This marks the 6th trip to the Opryland Hotel for AACC’s World Conference. It is quite the spectacle. I love meeting up with old and new friends. I love the opportunities to teach and learn. I don’t love the Opryland. It is behemoth (though good for exercise) and feels fake after a day or two in the climate controlled indoor bubble. Nice greenery and all but still a bit stifling for my taste.
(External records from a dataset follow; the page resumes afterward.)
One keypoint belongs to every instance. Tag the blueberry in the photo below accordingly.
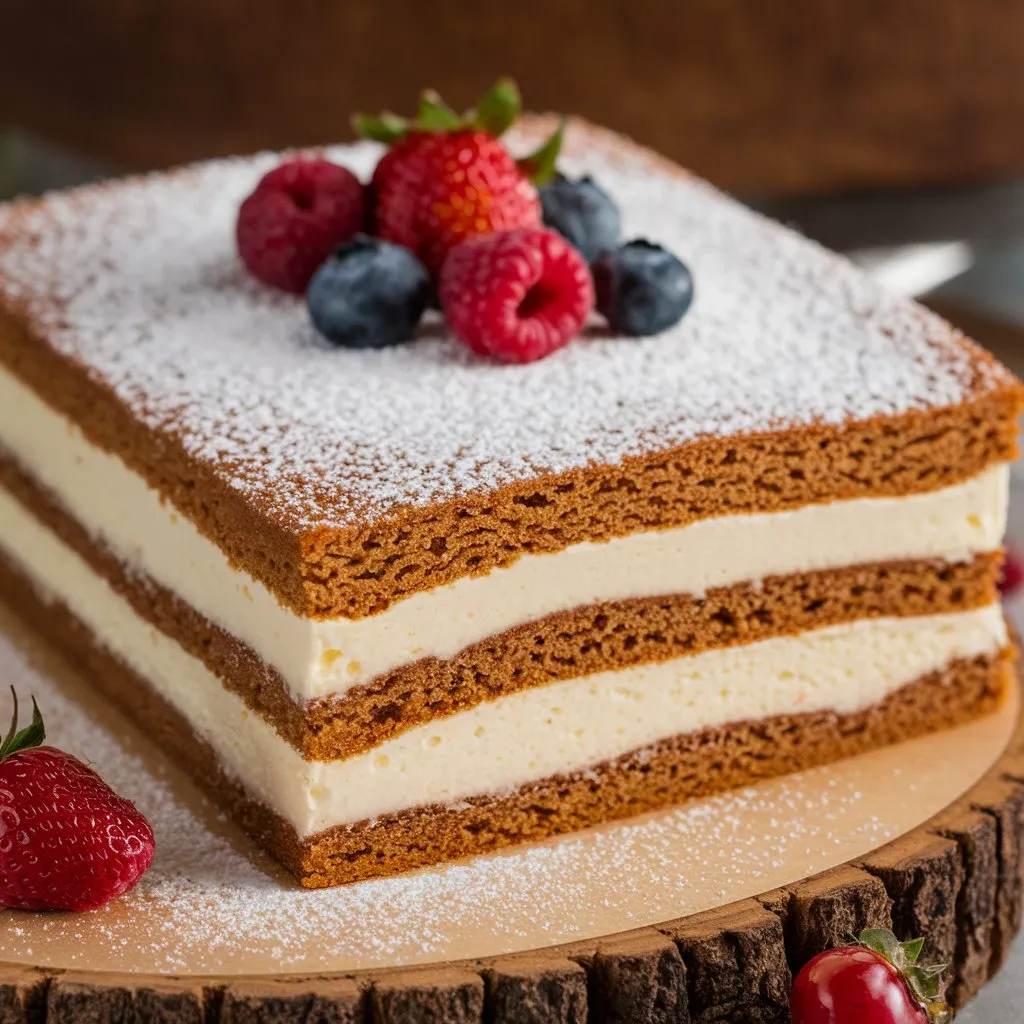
(584, 213)
(369, 295)
(642, 289)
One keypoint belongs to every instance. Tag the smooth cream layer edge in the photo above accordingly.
(518, 738)
(326, 657)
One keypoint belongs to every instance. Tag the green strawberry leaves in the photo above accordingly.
(496, 113)
(386, 127)
(32, 735)
(499, 110)
(540, 165)
(923, 981)
(435, 115)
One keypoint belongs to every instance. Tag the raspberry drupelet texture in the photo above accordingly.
(298, 214)
(518, 295)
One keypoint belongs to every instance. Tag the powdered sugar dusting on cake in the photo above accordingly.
(211, 903)
(140, 283)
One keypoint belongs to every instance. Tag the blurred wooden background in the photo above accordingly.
(763, 96)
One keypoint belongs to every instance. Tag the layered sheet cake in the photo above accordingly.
(394, 606)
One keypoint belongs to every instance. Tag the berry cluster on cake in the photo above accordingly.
(393, 588)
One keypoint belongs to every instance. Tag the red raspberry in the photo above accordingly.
(299, 213)
(1013, 573)
(67, 841)
(516, 295)
(437, 189)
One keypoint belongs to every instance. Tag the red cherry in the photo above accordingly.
(853, 985)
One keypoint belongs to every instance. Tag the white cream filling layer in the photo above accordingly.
(516, 738)
(321, 657)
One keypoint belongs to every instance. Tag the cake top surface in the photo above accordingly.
(139, 283)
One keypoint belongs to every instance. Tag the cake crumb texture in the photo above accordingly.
(697, 764)
(346, 479)
(564, 645)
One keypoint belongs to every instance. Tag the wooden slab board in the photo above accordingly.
(676, 916)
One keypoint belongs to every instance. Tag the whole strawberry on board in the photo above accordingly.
(448, 177)
(877, 981)
(68, 842)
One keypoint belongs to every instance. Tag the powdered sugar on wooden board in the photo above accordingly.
(140, 282)
(212, 904)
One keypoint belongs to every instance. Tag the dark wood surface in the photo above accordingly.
(955, 881)
(759, 95)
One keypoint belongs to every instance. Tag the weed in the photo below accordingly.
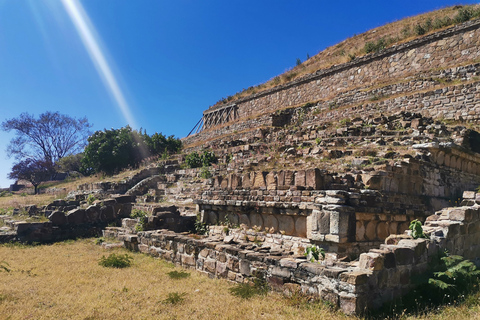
(4, 266)
(90, 199)
(142, 218)
(178, 274)
(116, 261)
(313, 253)
(175, 298)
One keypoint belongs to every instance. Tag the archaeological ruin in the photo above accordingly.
(343, 159)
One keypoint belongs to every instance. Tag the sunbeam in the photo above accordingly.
(91, 42)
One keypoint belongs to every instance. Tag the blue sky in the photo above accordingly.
(170, 59)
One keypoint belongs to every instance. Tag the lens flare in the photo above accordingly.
(92, 42)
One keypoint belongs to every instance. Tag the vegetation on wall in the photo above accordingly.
(110, 151)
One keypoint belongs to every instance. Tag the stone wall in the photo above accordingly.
(78, 222)
(446, 55)
(379, 275)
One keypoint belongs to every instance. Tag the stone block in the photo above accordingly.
(271, 181)
(125, 199)
(352, 304)
(58, 218)
(76, 216)
(469, 195)
(314, 179)
(404, 255)
(245, 267)
(300, 178)
(259, 180)
(355, 278)
(289, 178)
(371, 261)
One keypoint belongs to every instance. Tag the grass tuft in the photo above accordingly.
(178, 274)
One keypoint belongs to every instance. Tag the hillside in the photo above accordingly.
(386, 36)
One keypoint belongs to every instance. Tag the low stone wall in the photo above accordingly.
(379, 276)
(78, 222)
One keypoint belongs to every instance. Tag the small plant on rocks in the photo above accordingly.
(116, 261)
(313, 253)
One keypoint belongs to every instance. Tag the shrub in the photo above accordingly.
(417, 229)
(142, 217)
(193, 160)
(313, 253)
(116, 261)
(90, 199)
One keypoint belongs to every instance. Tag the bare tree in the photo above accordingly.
(48, 138)
(34, 171)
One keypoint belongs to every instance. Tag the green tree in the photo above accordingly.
(112, 150)
(34, 171)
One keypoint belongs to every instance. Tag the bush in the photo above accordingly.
(174, 298)
(178, 274)
(417, 230)
(142, 217)
(194, 160)
(116, 261)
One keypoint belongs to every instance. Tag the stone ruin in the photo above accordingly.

This year I will be present at the following

  1. 9/27
    1. Speaking to Salvation Army Officers on ministry challenges and spiritual renewal (slides on slides page)
    2. Speaking to golfers at the Project Tuza Golf fund-raiser and dinner about Rwanda and the work we will do there in a few weeks.
  2. 9/28
    1. Presenting with Diane Langberg on Complex Trauma (3 hour pre-conference seminar)
    2. Meeting with the American Bible Society, AACC, and others about supporting global trauma recovery
    3. Meeting with those going to Rwanda to make final plans on our 3 day training of World Vision workers
  3. 9/29 Conference opens!
    1. Attending as many plenary and breakouts as possible
    2. Representing Christian Psychology to counseling students at “Awakenings” event
    3. Pizza with Langberg & Associates staff who will be there!
  4. 9/30
    1. Presenting a 1 hour breakout with Carol King on international trauma recovery (slides on slides page)
  5. 10/1
    1. Making a pitch from the main stage to all attendees during the “ask” for support for Project Tuza.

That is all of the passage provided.